ÖZGE YILDIRIM / Birgün
İstanbul’da son dönemlerde kentsel gündemin Kartal ve Küçükçekmece yarışmaları, İstanbul Çevre Planı, Galataport, Vapurlar gibi çeşitli güncel olaylar üzerinden şekillenmesine alışmışken, geçtiğimiz hafta içinde unuttuğumuz bir konuya dikkatler yeniden çekildi.

Kente karşı işlenen ‘kentsel suç’ların ve ona karşı verilen hukuk mücadelelerinin simgesi haline gelen Gökkafes ile ilgili olarak Yargıtay’ın vermiş olduğu karar…

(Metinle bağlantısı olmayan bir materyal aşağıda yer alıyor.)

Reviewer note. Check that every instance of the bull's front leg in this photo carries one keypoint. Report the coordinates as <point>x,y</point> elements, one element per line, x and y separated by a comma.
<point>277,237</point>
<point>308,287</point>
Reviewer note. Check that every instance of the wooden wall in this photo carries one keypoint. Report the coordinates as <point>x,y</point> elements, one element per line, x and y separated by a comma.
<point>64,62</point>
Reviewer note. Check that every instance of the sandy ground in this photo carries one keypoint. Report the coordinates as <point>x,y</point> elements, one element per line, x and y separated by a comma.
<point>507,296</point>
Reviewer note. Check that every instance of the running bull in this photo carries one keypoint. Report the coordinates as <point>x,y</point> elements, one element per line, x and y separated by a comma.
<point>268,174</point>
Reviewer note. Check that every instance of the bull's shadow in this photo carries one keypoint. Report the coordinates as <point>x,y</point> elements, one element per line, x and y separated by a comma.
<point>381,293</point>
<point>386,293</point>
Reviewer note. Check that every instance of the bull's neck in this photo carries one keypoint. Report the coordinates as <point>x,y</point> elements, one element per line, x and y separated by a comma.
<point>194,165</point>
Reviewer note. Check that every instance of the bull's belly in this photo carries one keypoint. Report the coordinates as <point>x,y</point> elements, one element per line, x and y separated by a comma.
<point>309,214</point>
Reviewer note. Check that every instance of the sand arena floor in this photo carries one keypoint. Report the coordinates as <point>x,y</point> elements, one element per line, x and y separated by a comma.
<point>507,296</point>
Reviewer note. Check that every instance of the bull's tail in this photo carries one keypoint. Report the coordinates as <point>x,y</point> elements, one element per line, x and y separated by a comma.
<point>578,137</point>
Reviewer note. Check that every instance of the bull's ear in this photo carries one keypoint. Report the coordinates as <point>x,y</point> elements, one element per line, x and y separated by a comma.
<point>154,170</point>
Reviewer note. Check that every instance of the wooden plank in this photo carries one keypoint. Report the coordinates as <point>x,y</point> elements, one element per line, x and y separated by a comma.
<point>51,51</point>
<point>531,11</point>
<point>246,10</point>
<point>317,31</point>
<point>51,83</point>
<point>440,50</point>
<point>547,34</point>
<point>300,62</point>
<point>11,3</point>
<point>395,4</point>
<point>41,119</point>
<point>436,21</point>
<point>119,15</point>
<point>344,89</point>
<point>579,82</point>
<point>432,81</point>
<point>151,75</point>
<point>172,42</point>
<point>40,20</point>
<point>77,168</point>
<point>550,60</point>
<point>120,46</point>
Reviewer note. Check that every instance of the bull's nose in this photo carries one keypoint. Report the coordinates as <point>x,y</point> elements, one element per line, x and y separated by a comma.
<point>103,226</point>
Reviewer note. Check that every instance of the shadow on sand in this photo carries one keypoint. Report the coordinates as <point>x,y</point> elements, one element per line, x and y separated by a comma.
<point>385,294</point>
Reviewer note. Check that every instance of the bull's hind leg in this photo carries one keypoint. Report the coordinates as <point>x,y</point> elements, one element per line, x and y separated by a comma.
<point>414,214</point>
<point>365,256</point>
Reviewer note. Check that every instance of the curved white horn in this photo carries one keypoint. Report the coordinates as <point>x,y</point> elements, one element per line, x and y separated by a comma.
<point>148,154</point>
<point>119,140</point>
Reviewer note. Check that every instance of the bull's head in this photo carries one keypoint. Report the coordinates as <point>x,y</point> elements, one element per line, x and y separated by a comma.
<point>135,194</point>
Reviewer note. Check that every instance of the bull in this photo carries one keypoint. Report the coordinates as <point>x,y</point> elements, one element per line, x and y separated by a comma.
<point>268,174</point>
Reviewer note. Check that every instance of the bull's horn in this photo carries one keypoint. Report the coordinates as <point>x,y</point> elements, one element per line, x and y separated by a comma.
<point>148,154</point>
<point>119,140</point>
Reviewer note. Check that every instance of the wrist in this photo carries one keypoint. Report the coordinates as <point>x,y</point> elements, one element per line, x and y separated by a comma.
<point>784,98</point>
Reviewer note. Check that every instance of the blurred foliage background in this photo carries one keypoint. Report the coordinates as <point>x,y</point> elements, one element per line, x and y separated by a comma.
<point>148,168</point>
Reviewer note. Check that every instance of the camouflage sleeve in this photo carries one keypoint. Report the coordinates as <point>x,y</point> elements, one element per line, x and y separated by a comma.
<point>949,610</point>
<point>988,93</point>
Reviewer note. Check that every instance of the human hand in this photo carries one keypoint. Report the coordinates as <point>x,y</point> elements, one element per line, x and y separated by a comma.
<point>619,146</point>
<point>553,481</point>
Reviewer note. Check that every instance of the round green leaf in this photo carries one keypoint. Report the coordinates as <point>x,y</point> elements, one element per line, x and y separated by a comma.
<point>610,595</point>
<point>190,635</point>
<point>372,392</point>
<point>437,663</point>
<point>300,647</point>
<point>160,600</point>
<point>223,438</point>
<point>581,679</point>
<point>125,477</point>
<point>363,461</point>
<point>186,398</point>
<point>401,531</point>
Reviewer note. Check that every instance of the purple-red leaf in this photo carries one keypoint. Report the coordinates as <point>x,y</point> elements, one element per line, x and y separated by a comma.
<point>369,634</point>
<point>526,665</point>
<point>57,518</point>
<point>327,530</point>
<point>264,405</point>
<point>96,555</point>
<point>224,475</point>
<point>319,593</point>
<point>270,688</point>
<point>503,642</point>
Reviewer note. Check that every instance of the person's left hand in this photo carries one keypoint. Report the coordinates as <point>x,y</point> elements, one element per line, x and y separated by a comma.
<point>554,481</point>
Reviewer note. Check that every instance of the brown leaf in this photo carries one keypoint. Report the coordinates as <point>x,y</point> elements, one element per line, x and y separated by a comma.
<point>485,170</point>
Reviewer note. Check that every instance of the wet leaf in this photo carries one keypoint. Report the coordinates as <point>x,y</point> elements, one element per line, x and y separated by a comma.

İstanbul’da yaşayanlar olarak gün geçtikçe gözlerimizin alıştığı ve giderek benimsediğimiz bu yapı, 1980’lerde merkezi yönetimin desteğini arkasına alarak ve politik pek çok cambazlıklarla 1990’ların ortasında tamamlandı.

Ülkenin iktisat politikalarındaki değişmelere paralel, İstanbul’da çeşitli operasyonlarla küresel ekonominin ihtiyaç duyduğu kentsel mekanların üretilmesi gündeme geldi. Bir taraftan İstanbul’un kültürel zenginliğini oluşturan yapıları hiçe sayan ve herhangi yasal bağlayıcılığı olmayan planlara dayandırılan altyapı projeleri ilerledi. Diğer yandan eşgüdümlü olarak, “plan benim kafamda” söylemleri ile küresel ekonomiye yönelik ofis alanları, hızla belirlendi. Sonuçta İstanbul Menderes döneminden sonra kentin karşılaştığı en büyük yıkımlarla yeni bir dönüşüm süreci içine girdi.

Tıpkı günümüzde AKP iktidarının ve onun desteğini almış İstanbul Büyükşehir Belediyesinin uygulamalarına benzer bir ortamda hayata geçirilen Gökkafes, ne ilginçtir ki, 19 yy’da Batılı bir yaşama özenilmesi sonucunda yapılan Dolmabahçe Sarayının hemen yanında 1980’lerin küreselleşme furyasına öykünen yönetimlerin bir eseri olarak, tüm tepkilere ve eylemlere rağmen dikildi.

SİYASET VE RANT İLİŞKİSİ

1983 yılında Taşkışla’nın boyunu geçmemek şartıyla inşaat izni alan yapı, İstanbul’un gökdelenlerle bezenmiş yeni siluetini oluşturan Swiss Otel, Conrad Otel, Akmerkez, Sabancı kulelerini de içeren pek çok yapıda görüldüğü gibi önce turizm alanı ilan edildi. 24m olan yüksekliği de ANAP’lı yerel yönetim tarafından 134m’ye çıkartıldı. ANAP’ın seçimleri kaybetmesini takiben yönetime geçenler inşaat iznini tekrar 24,5m’ye indirmişse de, merkezi hükümet bir taraftan imar yetkilerini belediyeden alıp Bayındırlık Bakanlığı’na vererek, diğer taraftan da araziyi Şişli Belediyesi sınırlarına dahil ederek bu ‘teknik’ soruna çözüm getirdi. Tüm bu sebeplerden dolayı Gökkafes, siyaset ve rant düzeninin bir arada el ele nasıl işlediğini simgelemekte.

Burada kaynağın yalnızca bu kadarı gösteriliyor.